O individualismo de Carol Solberg se diferencia do coletivismo dos atletas da NBA, que paralisaram uma rodada da competição em protesto com relação à morte de um jovem negro fuzilado dentro de seu carro. Juca Kfouri cita a cartolagem dos diretos da NBA, que só concordaram com a suspensão da rodada, porque sabiam dos prejuízos que teriam com a falta de jogos.
O jornalista citou o exemplo do Bom Senso Futebol Clube, um movimento de mais de 300 atletas de grandes clubes do Brasil em prol da melhoria das condições do futebol brasileiro, tanto com relação aos calendários de jogos e o fair play financeiro, quanto às férias dos jogadores. “O líder era o Paulo André, que foi exportado para o futebol chinês, por conta de ser o idealizador deste movimento”. O jogador chegou a opinar sobre o fim do Bom Senso Futebol Clube: “o país agride quem pensa e se posiciona”.

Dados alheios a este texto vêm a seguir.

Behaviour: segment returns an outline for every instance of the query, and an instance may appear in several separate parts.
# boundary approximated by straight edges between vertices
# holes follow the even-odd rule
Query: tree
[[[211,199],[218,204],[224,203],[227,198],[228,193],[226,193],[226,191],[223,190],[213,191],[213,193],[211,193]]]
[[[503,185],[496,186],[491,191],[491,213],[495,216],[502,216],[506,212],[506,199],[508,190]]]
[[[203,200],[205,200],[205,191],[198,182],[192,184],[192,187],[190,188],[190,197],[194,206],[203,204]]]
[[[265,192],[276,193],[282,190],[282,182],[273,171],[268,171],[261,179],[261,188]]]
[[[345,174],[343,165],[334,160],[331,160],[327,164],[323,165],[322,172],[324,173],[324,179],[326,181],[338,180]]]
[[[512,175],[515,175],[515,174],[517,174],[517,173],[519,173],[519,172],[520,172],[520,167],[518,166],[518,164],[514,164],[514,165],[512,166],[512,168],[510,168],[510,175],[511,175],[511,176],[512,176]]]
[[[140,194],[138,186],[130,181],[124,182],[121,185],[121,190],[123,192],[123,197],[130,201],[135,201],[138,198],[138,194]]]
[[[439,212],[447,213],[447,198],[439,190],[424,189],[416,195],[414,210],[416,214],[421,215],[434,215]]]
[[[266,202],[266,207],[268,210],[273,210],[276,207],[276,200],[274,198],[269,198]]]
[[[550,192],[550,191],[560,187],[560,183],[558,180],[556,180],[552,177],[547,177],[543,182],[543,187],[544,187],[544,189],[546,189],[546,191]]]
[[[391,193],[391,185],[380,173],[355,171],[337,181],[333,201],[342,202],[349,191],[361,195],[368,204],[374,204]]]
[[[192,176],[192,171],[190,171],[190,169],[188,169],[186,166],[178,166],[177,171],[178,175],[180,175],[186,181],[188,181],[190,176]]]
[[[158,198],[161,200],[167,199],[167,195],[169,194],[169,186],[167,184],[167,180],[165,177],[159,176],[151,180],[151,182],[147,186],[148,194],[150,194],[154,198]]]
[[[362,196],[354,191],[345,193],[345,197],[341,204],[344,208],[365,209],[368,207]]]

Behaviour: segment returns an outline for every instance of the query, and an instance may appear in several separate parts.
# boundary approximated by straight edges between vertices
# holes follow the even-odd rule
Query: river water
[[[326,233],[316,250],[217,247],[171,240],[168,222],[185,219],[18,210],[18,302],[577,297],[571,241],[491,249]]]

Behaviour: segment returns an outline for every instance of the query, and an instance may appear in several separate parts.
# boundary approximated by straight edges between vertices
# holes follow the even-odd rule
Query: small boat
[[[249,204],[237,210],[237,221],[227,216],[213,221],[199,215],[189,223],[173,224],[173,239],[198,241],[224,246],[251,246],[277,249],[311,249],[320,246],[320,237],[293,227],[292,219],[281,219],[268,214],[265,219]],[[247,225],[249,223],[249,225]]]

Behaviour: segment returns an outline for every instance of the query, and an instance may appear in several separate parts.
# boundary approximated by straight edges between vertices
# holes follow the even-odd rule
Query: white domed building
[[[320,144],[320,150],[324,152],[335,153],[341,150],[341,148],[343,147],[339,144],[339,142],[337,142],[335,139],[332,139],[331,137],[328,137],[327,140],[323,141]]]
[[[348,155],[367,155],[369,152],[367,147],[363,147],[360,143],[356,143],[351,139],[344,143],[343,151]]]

Juca Kfouri criticou a postura do Brasil na Copa do Mundo de 2014. “Nós devíamos ter feito a Copa do Mundo no Brasil para o Brasil e não a Copa do Mundo no Brasil para Alemanha, Japão, Coreia, etc”. Com esta crítica, o jornalista quis dizer que não era necessária a construção de 12 sedes para a Copa, mas sim a utilização e adaptação de estádios já existentes. Ele citou a Arena Neo Química, na época conhecida como “Itaquerão”, que foi construído para a competição e apontou o Pacaembú e o Morumbi, que existiam há mais tempo e não foram utilizados naquela edição de Copa do Mundo.

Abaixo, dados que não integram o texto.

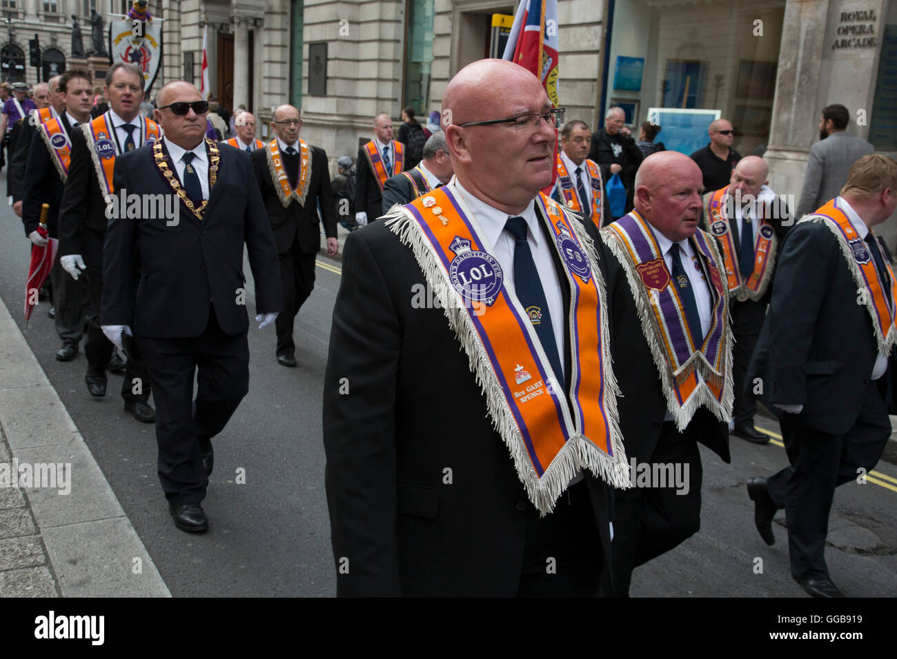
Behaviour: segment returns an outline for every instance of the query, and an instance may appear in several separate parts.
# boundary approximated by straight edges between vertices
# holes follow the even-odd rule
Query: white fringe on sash
[[[65,141],[68,143],[68,155],[70,159],[69,164],[71,165],[72,141],[69,139],[68,134],[65,133],[65,125],[63,126],[62,130],[63,132],[60,133],[59,134],[65,135]],[[59,162],[59,156],[57,154],[56,148],[53,146],[52,143],[50,143],[49,134],[47,133],[47,126],[45,124],[40,124],[39,126],[38,126],[38,133],[40,134],[40,139],[44,141],[44,143],[47,145],[47,148],[50,150],[50,160],[53,160],[53,166],[57,169],[57,172],[59,174],[59,178],[62,179],[62,182],[65,183],[65,178],[68,178],[68,173],[62,169],[62,163]]]
[[[605,322],[602,323],[604,333],[604,363],[607,402],[605,410],[610,419],[610,435],[614,453],[612,458],[609,455],[597,448],[588,438],[581,433],[570,435],[570,438],[558,454],[545,468],[540,479],[536,473],[527,452],[523,437],[517,422],[511,414],[510,408],[505,399],[504,390],[499,384],[498,377],[492,369],[489,355],[474,327],[470,315],[464,307],[464,299],[451,285],[448,276],[440,264],[440,261],[432,245],[424,237],[417,221],[411,213],[402,206],[396,204],[389,212],[383,216],[387,226],[398,237],[399,240],[407,245],[414,255],[427,282],[431,287],[442,305],[442,311],[448,320],[448,326],[455,333],[461,347],[467,354],[470,369],[476,378],[476,384],[486,396],[486,405],[492,427],[501,436],[502,441],[508,447],[518,477],[527,490],[527,495],[533,505],[539,510],[542,516],[554,509],[558,498],[567,489],[570,481],[580,468],[587,468],[592,473],[600,475],[606,482],[616,488],[631,487],[629,464],[623,450],[622,434],[617,421],[616,395],[619,389],[613,376],[610,351],[607,346],[607,314],[604,297],[601,298],[602,313]],[[583,241],[585,244],[585,241]],[[590,246],[591,254],[595,254],[594,246]],[[604,282],[600,279],[597,261],[592,264],[592,272],[597,275],[600,282],[599,294],[604,295]],[[451,302],[449,302],[451,300]]]
[[[844,239],[844,236],[841,234],[838,226],[835,225],[831,220],[826,217],[823,217],[822,215],[805,215],[797,221],[798,224],[802,222],[824,224],[829,228],[829,230],[834,234],[835,238],[838,240],[838,247],[840,247],[841,254],[843,254],[844,258],[847,259],[847,266],[850,270],[850,275],[853,277],[853,281],[857,283],[857,290],[867,290],[868,289],[866,286],[863,273],[860,272],[859,265],[858,265],[856,260],[854,260],[853,250],[850,249],[850,246],[848,245],[847,240]],[[863,247],[867,251],[869,251],[868,247],[865,244]],[[875,257],[871,254],[869,255],[869,258],[873,259],[873,263],[875,263]],[[880,275],[879,279],[881,279]],[[885,282],[882,282],[882,286],[884,286],[884,284]],[[893,347],[894,342],[897,341],[897,324],[892,324],[891,329],[888,330],[888,335],[884,336],[882,334],[882,328],[878,325],[878,315],[875,313],[875,306],[872,299],[872,296],[866,295],[865,297],[867,299],[865,302],[866,310],[869,312],[869,319],[872,320],[872,332],[873,335],[875,337],[875,343],[878,343],[878,351],[882,354],[887,355],[891,352],[891,348]]]
[[[654,358],[654,365],[658,369],[661,388],[664,390],[664,395],[666,397],[666,408],[673,414],[676,428],[680,431],[684,431],[689,421],[692,421],[694,412],[702,404],[713,412],[713,415],[717,419],[728,423],[732,418],[732,403],[735,400],[735,392],[732,384],[732,329],[727,313],[728,300],[726,300],[727,313],[723,314],[722,320],[724,326],[721,350],[725,358],[725,370],[722,374],[724,377],[722,401],[717,400],[706,382],[706,380],[711,378],[718,379],[719,376],[713,372],[711,367],[707,363],[703,353],[696,351],[692,353],[692,357],[685,362],[685,365],[693,360],[695,368],[700,370],[701,376],[705,381],[701,383],[688,400],[684,402],[684,404],[680,407],[675,395],[675,376],[673,375],[673,369],[666,361],[666,352],[661,348],[660,342],[658,340],[659,329],[655,326],[656,321],[654,311],[652,310],[653,307],[649,299],[648,292],[645,290],[645,286],[641,282],[641,277],[637,274],[635,265],[632,264],[631,259],[630,259],[626,249],[620,245],[614,230],[605,227],[601,230],[600,235],[605,245],[616,256],[623,266],[623,272],[626,273],[626,281],[629,283],[630,291],[635,300],[635,309],[639,315],[639,320],[641,321],[641,333],[644,334],[645,341],[648,342],[648,347],[651,351],[651,356]],[[710,246],[710,253],[713,255],[716,263],[718,264],[721,264],[723,262],[722,258],[720,258],[712,239],[709,237],[707,244]],[[616,337],[616,340],[619,341],[620,337]]]

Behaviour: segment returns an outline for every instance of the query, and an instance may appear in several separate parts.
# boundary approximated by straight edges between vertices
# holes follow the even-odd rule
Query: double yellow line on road
[[[770,439],[770,444],[775,444],[777,447],[781,447],[782,448],[785,447],[785,445],[780,441],[782,438],[781,435],[772,432],[771,430],[767,430],[765,428],[758,428],[757,426],[754,426],[754,429],[771,438]],[[881,485],[883,488],[897,492],[897,478],[889,476],[886,473],[882,473],[881,472],[873,470],[866,474],[866,480],[868,482],[875,483],[875,485]]]
[[[315,259],[315,264],[320,268],[324,268],[328,273],[334,273],[335,274],[343,273],[343,268],[338,265],[334,265],[331,263],[327,263],[327,261],[321,261],[319,258]]]

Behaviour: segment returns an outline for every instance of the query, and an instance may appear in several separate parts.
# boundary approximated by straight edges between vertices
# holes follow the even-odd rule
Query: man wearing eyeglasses
[[[442,117],[455,178],[344,253],[323,414],[337,594],[596,595],[596,474],[628,480],[595,226],[540,194],[563,110],[487,59]]]
[[[247,114],[237,117],[238,126]],[[273,118],[274,138],[252,154],[252,167],[280,260],[283,310],[275,324],[277,363],[294,368],[293,322],[315,288],[315,256],[321,250],[318,209],[323,215],[330,256],[338,249],[336,213],[327,152],[300,139],[302,119],[296,108],[282,105]]]
[[[704,192],[718,190],[728,185],[732,170],[741,160],[741,153],[732,148],[735,129],[728,119],[717,119],[707,129],[710,142],[703,149],[692,154],[704,175]]]
[[[140,115],[144,74],[133,65],[116,64],[106,74],[103,93],[110,108],[72,132],[72,160],[59,206],[59,262],[72,277],[83,274],[91,291],[92,312],[88,318],[84,382],[94,397],[106,395],[106,368],[113,345],[100,327],[103,290],[103,243],[106,240],[106,196],[114,192],[112,170],[118,155],[159,139],[159,125]],[[128,275],[128,281],[133,275]],[[74,355],[73,355],[74,356]],[[138,421],[152,423],[150,380],[136,359],[128,359],[121,396],[125,411]]]
[[[355,222],[361,227],[383,214],[383,186],[405,171],[405,144],[392,138],[389,115],[374,117],[374,134],[355,160]]]
[[[133,328],[159,410],[159,480],[175,526],[199,533],[208,529],[200,503],[213,467],[212,438],[249,386],[244,245],[259,328],[274,324],[283,299],[248,154],[204,139],[208,103],[189,82],[169,82],[156,100],[164,137],[116,161],[112,202],[137,194],[171,199],[177,211],[166,218],[112,213],[102,323],[117,344],[132,343]]]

Para muitos que pensam que o esporte é separado da política, os casos recentes do “Black Lives Matter” e de Carol Solberg evidenciam o erro em se ter este tipo de pensamento. Os casos de Éric Cantona e de Paulo André mostram que os jogadores podem fugir do padrão de atleta citado por Juca Kfouri, de que nunca vão contra a elite, e evidenciam que a alienação não acontece com todos no mundo esportivo e que o engajamento deles, por terem grande visibilidade, pode mudar a postura e o posicionamento da elite e dos demais atletas.
*Daniel é estudante de jornalismo na Universidade Metodista de São Paulo e estagiário da cátedra UNESCO/UMESP de Comunicação para o Desenvolvimento Regional.